Options themselves are patched as by String::from_utf8_lossy if they're not valid unicode. That typically means you'll raise an error later when they're not recognized.

Why?

For a particular application I was looking for a small parser that's pedantically correct. There are other compact argument parsing libraries, but I couldn't find one that handled OsStrings and implemented all the fiddly details of the argument syntax faithfully.

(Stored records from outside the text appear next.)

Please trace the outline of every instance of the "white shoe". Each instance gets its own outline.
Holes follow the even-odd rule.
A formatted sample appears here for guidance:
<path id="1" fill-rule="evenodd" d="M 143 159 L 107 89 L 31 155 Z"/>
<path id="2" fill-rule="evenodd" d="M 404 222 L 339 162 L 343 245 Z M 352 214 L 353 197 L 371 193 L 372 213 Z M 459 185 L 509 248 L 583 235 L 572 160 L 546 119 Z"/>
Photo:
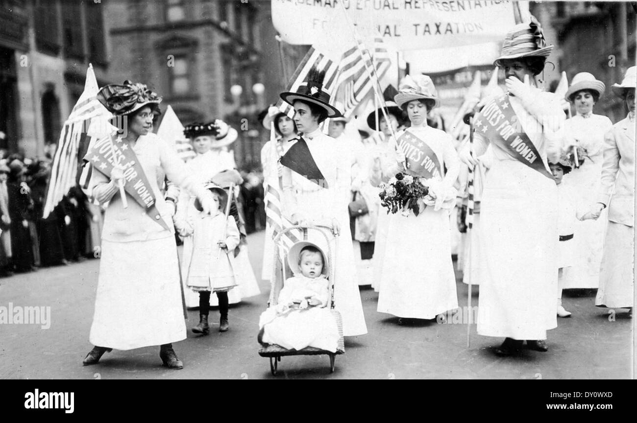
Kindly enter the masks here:
<path id="1" fill-rule="evenodd" d="M 563 307 L 562 307 L 561 304 L 560 305 L 557 306 L 557 316 L 559 316 L 559 317 L 571 317 L 571 314 L 572 314 L 572 313 L 571 313 L 571 312 L 566 311 L 564 309 L 564 308 Z"/>

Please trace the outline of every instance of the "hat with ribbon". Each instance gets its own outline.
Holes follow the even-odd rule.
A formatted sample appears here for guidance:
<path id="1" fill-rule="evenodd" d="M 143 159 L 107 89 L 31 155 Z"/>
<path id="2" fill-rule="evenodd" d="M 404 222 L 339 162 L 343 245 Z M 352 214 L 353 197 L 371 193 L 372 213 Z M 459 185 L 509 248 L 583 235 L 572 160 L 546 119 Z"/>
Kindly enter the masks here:
<path id="1" fill-rule="evenodd" d="M 434 82 L 427 75 L 407 75 L 401 81 L 398 94 L 394 97 L 399 107 L 412 100 L 433 100 L 434 106 L 440 106 L 440 101 L 434 87 Z"/>
<path id="2" fill-rule="evenodd" d="M 559 160 L 557 160 L 557 163 L 549 163 L 549 164 L 559 165 L 561 166 L 565 175 L 573 170 L 573 162 L 571 160 L 571 155 L 566 151 L 562 151 L 560 153 Z"/>
<path id="3" fill-rule="evenodd" d="M 211 146 L 213 148 L 218 148 L 232 144 L 239 137 L 236 129 L 218 119 L 208 123 L 196 122 L 187 125 L 183 128 L 183 135 L 190 139 L 194 139 L 197 137 L 214 137 Z"/>
<path id="4" fill-rule="evenodd" d="M 394 97 L 398 94 L 398 91 L 394 88 L 393 85 L 389 85 L 383 92 L 383 98 L 385 99 L 385 111 L 389 114 L 392 114 L 398 121 L 398 125 L 400 126 L 404 121 L 403 116 L 403 111 L 398 107 L 398 105 L 394 101 Z M 383 117 L 383 107 L 379 107 L 367 115 L 367 125 L 370 128 L 374 130 L 378 130 L 376 127 L 376 116 L 378 112 L 378 121 Z"/>
<path id="5" fill-rule="evenodd" d="M 502 43 L 502 53 L 494 64 L 501 66 L 502 60 L 522 57 L 547 58 L 552 50 L 552 45 L 547 45 L 540 22 L 531 15 L 530 22 L 516 25 L 506 33 Z"/>
<path id="6" fill-rule="evenodd" d="M 567 101 L 573 102 L 575 94 L 577 94 L 577 92 L 582 91 L 582 90 L 592 90 L 597 92 L 598 95 L 601 97 L 604 94 L 604 90 L 606 90 L 606 85 L 601 81 L 596 80 L 592 73 L 580 72 L 573 77 L 573 80 L 571 81 L 571 86 L 568 87 L 568 90 L 566 91 L 566 94 L 564 96 L 564 98 Z"/>
<path id="7" fill-rule="evenodd" d="M 626 73 L 624 75 L 624 80 L 620 84 L 613 84 L 610 89 L 613 93 L 618 97 L 624 97 L 626 90 L 635 89 L 635 83 L 637 82 L 637 67 L 631 66 L 626 70 Z"/>
<path id="8" fill-rule="evenodd" d="M 329 104 L 329 94 L 323 89 L 324 79 L 325 72 L 312 67 L 308 73 L 307 80 L 301 83 L 296 92 L 281 93 L 281 99 L 292 106 L 297 100 L 308 102 L 324 109 L 328 118 L 340 118 L 343 114 Z"/>
<path id="9" fill-rule="evenodd" d="M 123 85 L 109 84 L 97 95 L 106 109 L 117 116 L 130 114 L 148 104 L 159 104 L 162 98 L 145 84 L 134 83 L 127 80 Z"/>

This library may also be useful if a lot of control is desired, like when the exact argument order matters or not all options are known ahead of time. It could be considered more of a lexer than a parser.

Why not?

This library may not be worth using if:

  • You don't care about non-unicode arguments
  • You don't care about exact compliance and correctness
  • You don't care about code size
  • You do care about great error messages
  • You hate boilerplate

See also

  • clap/structopt: very fully-featured. The only other argument parser for Rust I know of that truly handles invalid unicode properly, if used right. Large.
  • argh and gumdrop: much leaner, yet still convenient and powerful enough for most purposes. Panic on invalid unicode.
    • argh adheres to the Fuchsia specification and therefore does not support --option=value and -ovalue, only --option value and -o value.
  • pico-args: slightly smaller than lexopt and easier to use (but less rigorous).
  • ap: I have not used this, but it seems to support iterative parsing while being less bare-bones than lexopt.
  • libc's getopt.

pico-args has a nifty table with build times and code sizes for different parsers. I've rerun the tests and added lexopt (using the program in examples/pico_test_app.rs):

null lexopt pico-args clap gumdrop structopt argh
Binary overhead 0KiB 14.5KiB 13.5KiB 372.8KiB 17.7KiB 371.2KiB 16.8KiB
Build time 0.9s 1.7s 1.6s 13.0s 7.5s 17.0s 7.5s
Number of dependencies 0 0 0 8 4 19 6
Tested version - 0.1.0 0.4.2 2.33.3 0.8.0 0.3.22 0.1.4

(Tests were run on x86_64 Linux with Rust 1.53 and cargo-bloat 0.10.1.)